In late April, the European Central Bank (ECB) resolved to keep interest rates at historically low levels and also announced that it plans to continue its aggressive debt reduction and purchasing program to further boost the economy of the member nations that make up this powerful trading bloc.
According to a news report published by BBC News, ECB President Mario Draghi said that the economic recovery was more solid than ever, but he pointed out that inflation still needs to prove whether it can sustain the current pace and establish long-term resistance.
Draghi has pointed out that promoting growth and job creation are important goals for the ECB, but he is worried that the continent is bordering on deflation. The continued reduction of consumer prices discourages business activity and thus ends up impacting the economy by setting off a deflationary course.
The ECB is really hoping for inflation to spread in the region, and for that it plans to continue applying a radically expansionary monetary policy, which has already been taking place for more than a year.
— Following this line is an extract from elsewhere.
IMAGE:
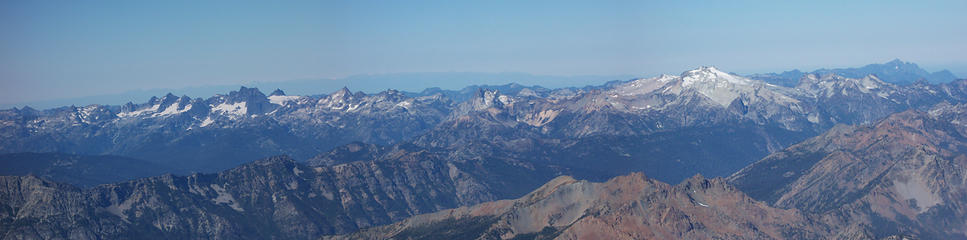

During a news conference in Frankfurt, Draghi explained that the data available since March confirmed that the cyclical recovery of the economy has been gradual and solid.
The interbank interest rate that banks can access and borrow for 24 hours, will stay at 0.25 percent for the time being while the daily deposit rate, which fell into negative territory for the first time in June 2014, is now at 0.4 percent.
Economists do not expect new announcements with regard to European interest rates before the second round of the presidential elections in France, which are scheduled for May 7.
Inflation contracted in March to 1.5 percent after having reached two percent in February, the hopeful target rate currently sought by the ECB members.